Weighed in the balance - Anne Perry [116]
“Why?” Monk said slowly. “Friedrich is dead. He can’t go back now, whatever happens. If she, or one of the unification party, murdered him to prevent him going back, she has accomplished her aim. Why this? Why not simply accept victory?”
“Because someone else could take up the torch,” Rathbone replied. “There must be someone else, not as good, maybe, but adequate. This could discredit the party for as long as matters. By the time a new party can be forged and the disgrace overcome, unification could be a fait accompli.”
Hester looked from one to the other of them. “But was he going back?”
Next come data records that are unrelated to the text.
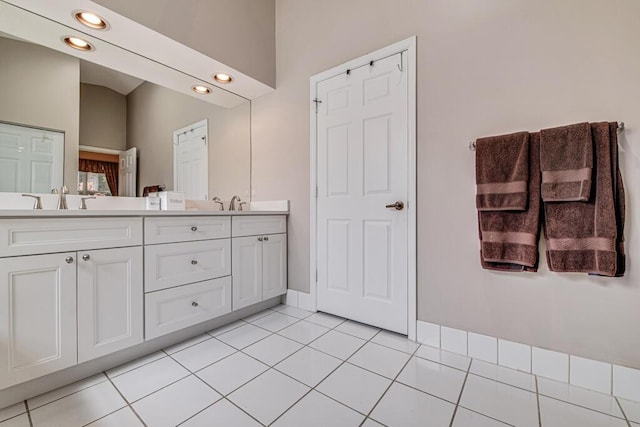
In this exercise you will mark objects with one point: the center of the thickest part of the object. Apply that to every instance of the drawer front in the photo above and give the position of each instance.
(176, 229)
(256, 225)
(172, 309)
(176, 264)
(39, 236)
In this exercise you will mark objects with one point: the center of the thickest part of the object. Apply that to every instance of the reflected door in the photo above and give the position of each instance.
(362, 172)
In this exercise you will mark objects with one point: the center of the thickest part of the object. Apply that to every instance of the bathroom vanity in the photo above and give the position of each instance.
(77, 286)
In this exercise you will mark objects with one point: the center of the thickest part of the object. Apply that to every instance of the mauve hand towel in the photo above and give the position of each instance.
(509, 240)
(583, 236)
(566, 161)
(502, 172)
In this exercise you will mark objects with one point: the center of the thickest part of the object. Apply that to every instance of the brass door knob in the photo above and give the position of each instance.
(397, 206)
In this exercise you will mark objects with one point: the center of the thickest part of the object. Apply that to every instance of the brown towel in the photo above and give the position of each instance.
(619, 197)
(502, 172)
(509, 240)
(566, 159)
(582, 237)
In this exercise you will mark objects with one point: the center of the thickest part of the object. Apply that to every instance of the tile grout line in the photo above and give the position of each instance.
(624, 414)
(464, 382)
(327, 376)
(129, 404)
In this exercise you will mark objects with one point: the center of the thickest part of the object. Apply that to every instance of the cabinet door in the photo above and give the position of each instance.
(274, 265)
(110, 299)
(246, 271)
(38, 316)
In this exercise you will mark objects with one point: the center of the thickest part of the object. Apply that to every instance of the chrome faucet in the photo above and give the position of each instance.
(218, 201)
(62, 200)
(233, 203)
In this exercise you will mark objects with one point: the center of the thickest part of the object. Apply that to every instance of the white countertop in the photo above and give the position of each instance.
(40, 213)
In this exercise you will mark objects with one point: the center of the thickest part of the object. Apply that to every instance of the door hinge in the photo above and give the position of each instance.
(316, 101)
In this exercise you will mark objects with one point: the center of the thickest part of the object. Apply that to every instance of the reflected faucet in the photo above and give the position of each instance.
(218, 201)
(232, 205)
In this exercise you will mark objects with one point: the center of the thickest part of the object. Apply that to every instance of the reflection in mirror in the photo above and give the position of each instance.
(31, 159)
(104, 112)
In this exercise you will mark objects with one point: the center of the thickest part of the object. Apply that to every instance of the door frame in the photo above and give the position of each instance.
(408, 46)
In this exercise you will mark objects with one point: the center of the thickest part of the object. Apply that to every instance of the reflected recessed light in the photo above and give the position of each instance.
(78, 43)
(223, 78)
(90, 20)
(202, 90)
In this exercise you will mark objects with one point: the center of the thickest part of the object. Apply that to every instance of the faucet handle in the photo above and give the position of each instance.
(37, 204)
(83, 201)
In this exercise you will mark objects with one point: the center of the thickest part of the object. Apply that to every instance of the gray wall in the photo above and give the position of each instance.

Rathbone looked at Monk. “Was he?”
“I don’t know.” He faced the two of them, standing unconsciously close together—and, incidentally, entirely blocking the fire. “But if you are even remotely close to the truth, then if you do your job with competence, let alone skill, it will emerge. Someone, perhaps Zorah herself, will make certain it does.”
But Rathbone was far from comforted when he entered court the next day. If Zorah were harboring some secret knowledge which would bring about her purposes, whatever they were, there was no sign of it in her pale, set face.
Zorah had taken her seat, but Rathbone was still standing a few yards from the table when Harvester approached him. When he was not actually in front of a jury his face was more benign. In fact, had Rathbone not known better, he would have judged it quite mild, the leanness of bone simply a trick of nature.
“Morning, Sir Oliver,” he said quietly. “Still in for the fight?” It was not a challenge, rather more a commiseration.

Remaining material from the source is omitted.